In August 2021, Lamb was added to England's Women's Twenty20 International (WT20I) squad for their series against New Zealand, after Maia Bouchier and Charlie Dean were both ruled out of the first match after being identified as possible COVID-19 contacts. She made her WT20I England debut in the first match of the series.
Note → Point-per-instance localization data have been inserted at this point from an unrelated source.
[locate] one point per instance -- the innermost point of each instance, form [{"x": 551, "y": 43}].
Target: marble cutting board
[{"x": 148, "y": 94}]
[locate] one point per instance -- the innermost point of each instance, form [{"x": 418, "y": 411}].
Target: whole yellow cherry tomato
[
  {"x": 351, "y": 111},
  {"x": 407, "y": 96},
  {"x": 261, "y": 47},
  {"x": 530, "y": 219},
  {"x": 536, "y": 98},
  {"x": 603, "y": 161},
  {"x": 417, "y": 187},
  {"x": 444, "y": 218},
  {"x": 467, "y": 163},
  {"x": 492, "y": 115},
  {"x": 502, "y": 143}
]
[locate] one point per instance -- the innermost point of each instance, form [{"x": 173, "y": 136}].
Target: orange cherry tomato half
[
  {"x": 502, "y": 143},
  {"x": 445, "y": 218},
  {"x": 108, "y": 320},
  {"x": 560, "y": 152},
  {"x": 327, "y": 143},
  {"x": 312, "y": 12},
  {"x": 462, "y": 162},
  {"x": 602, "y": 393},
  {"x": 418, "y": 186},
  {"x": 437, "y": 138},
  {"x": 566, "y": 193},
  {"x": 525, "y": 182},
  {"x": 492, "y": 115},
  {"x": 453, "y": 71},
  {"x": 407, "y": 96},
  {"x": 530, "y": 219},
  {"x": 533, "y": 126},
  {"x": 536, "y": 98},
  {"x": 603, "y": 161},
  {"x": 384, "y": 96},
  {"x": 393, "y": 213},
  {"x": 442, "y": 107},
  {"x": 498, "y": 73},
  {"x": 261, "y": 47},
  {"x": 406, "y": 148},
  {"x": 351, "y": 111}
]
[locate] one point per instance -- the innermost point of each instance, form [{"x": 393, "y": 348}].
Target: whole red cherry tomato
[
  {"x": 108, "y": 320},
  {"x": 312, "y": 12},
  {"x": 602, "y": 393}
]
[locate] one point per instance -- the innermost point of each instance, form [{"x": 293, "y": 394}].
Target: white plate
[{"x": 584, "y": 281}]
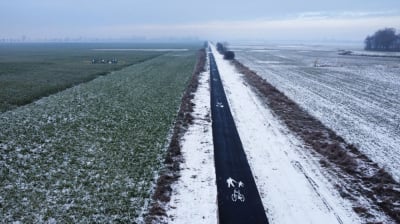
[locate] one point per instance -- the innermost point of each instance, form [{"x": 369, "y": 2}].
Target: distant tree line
[
  {"x": 383, "y": 40},
  {"x": 222, "y": 49}
]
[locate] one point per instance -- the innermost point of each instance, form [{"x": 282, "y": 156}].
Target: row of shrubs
[{"x": 222, "y": 49}]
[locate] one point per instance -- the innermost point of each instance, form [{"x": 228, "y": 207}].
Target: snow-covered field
[
  {"x": 358, "y": 97},
  {"x": 90, "y": 154},
  {"x": 194, "y": 197},
  {"x": 293, "y": 186}
]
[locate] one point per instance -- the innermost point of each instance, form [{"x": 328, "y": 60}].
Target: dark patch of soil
[
  {"x": 380, "y": 188},
  {"x": 163, "y": 190}
]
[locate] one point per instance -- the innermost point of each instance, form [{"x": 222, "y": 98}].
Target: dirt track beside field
[{"x": 170, "y": 174}]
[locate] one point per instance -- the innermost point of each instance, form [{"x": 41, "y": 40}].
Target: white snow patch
[
  {"x": 194, "y": 196},
  {"x": 291, "y": 183}
]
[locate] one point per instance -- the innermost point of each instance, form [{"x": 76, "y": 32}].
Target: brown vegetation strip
[
  {"x": 380, "y": 187},
  {"x": 163, "y": 190}
]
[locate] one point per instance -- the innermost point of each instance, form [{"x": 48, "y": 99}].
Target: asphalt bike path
[{"x": 239, "y": 201}]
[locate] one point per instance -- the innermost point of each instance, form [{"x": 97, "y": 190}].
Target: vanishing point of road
[{"x": 239, "y": 201}]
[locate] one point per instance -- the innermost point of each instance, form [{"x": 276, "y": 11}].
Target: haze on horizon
[{"x": 308, "y": 20}]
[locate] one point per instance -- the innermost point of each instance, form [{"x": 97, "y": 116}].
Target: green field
[
  {"x": 31, "y": 71},
  {"x": 90, "y": 153}
]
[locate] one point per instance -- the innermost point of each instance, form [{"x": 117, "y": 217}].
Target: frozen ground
[
  {"x": 355, "y": 96},
  {"x": 292, "y": 185},
  {"x": 194, "y": 195}
]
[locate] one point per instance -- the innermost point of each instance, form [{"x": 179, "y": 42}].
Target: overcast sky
[{"x": 206, "y": 19}]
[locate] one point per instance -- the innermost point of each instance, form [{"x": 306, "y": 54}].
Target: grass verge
[{"x": 163, "y": 190}]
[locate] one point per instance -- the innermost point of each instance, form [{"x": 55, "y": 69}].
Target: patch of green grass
[
  {"x": 90, "y": 153},
  {"x": 31, "y": 71}
]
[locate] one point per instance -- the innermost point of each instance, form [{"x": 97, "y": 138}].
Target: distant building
[{"x": 104, "y": 61}]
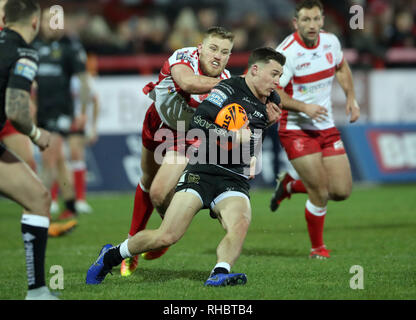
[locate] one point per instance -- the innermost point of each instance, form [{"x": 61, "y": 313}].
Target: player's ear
[
  {"x": 199, "y": 48},
  {"x": 35, "y": 22},
  {"x": 254, "y": 69},
  {"x": 295, "y": 23}
]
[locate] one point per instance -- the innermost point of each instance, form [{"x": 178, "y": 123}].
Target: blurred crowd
[{"x": 125, "y": 27}]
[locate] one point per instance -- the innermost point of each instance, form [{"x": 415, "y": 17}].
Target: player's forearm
[
  {"x": 195, "y": 84},
  {"x": 84, "y": 91},
  {"x": 291, "y": 104},
  {"x": 344, "y": 78},
  {"x": 18, "y": 110}
]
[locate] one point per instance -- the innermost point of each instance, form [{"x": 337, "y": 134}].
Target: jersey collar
[{"x": 300, "y": 41}]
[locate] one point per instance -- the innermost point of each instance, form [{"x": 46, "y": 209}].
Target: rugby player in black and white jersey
[
  {"x": 223, "y": 187},
  {"x": 18, "y": 67}
]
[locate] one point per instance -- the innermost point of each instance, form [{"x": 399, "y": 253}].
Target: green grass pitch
[{"x": 375, "y": 229}]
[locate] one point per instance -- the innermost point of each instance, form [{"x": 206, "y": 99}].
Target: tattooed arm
[{"x": 17, "y": 110}]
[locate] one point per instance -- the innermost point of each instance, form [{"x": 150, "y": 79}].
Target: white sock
[
  {"x": 316, "y": 211},
  {"x": 35, "y": 220},
  {"x": 124, "y": 250}
]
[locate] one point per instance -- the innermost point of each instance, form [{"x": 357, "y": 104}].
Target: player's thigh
[
  {"x": 20, "y": 183},
  {"x": 54, "y": 152},
  {"x": 234, "y": 213},
  {"x": 20, "y": 145},
  {"x": 311, "y": 170},
  {"x": 339, "y": 176},
  {"x": 149, "y": 167},
  {"x": 76, "y": 143},
  {"x": 168, "y": 174},
  {"x": 179, "y": 215}
]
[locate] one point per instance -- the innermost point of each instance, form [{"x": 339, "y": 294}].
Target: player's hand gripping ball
[{"x": 232, "y": 117}]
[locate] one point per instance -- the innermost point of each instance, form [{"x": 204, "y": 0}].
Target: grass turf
[{"x": 375, "y": 229}]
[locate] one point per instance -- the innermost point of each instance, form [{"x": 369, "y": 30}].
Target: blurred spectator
[
  {"x": 207, "y": 17},
  {"x": 404, "y": 30},
  {"x": 363, "y": 40},
  {"x": 161, "y": 26},
  {"x": 156, "y": 40},
  {"x": 185, "y": 30}
]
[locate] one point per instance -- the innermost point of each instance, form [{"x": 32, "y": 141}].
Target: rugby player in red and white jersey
[
  {"x": 185, "y": 80},
  {"x": 307, "y": 130},
  {"x": 13, "y": 139}
]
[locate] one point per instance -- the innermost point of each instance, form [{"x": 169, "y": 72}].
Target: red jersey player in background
[
  {"x": 13, "y": 139},
  {"x": 184, "y": 81},
  {"x": 307, "y": 131}
]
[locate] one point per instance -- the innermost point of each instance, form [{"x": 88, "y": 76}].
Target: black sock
[
  {"x": 35, "y": 238},
  {"x": 219, "y": 270},
  {"x": 112, "y": 258},
  {"x": 70, "y": 205}
]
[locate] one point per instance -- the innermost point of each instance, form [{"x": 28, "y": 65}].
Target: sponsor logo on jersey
[
  {"x": 329, "y": 57},
  {"x": 184, "y": 56},
  {"x": 315, "y": 87},
  {"x": 217, "y": 97},
  {"x": 298, "y": 145},
  {"x": 303, "y": 66},
  {"x": 338, "y": 145},
  {"x": 26, "y": 68},
  {"x": 315, "y": 55}
]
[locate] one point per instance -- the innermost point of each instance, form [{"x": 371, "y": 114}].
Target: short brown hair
[
  {"x": 219, "y": 32},
  {"x": 265, "y": 54},
  {"x": 308, "y": 4},
  {"x": 18, "y": 10}
]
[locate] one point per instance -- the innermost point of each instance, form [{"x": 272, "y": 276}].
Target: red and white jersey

In December 2021, Lamb was named in England's A squad for their tour to Australia, with the matches being played alongside the Women's Ashes. Lamb was added to England's Ashes squad for the final Women's One Day International (WODI) match of the tour, where she made her WODI debut. In February 2022, she was named in England's team for the 2022 Women's Cricket World Cup in New Zealand. In June 2022, Lamb was named in England's Women's Test squad for their one-off match against South Africa. She made her Test debut on 27 June 2022, for England against South Africa. The following month, also in the series against South Africa, Lamb scored her first century in WODI cricket, with 102 runs. In November 2022, Lamb was awarded with her first England central contract.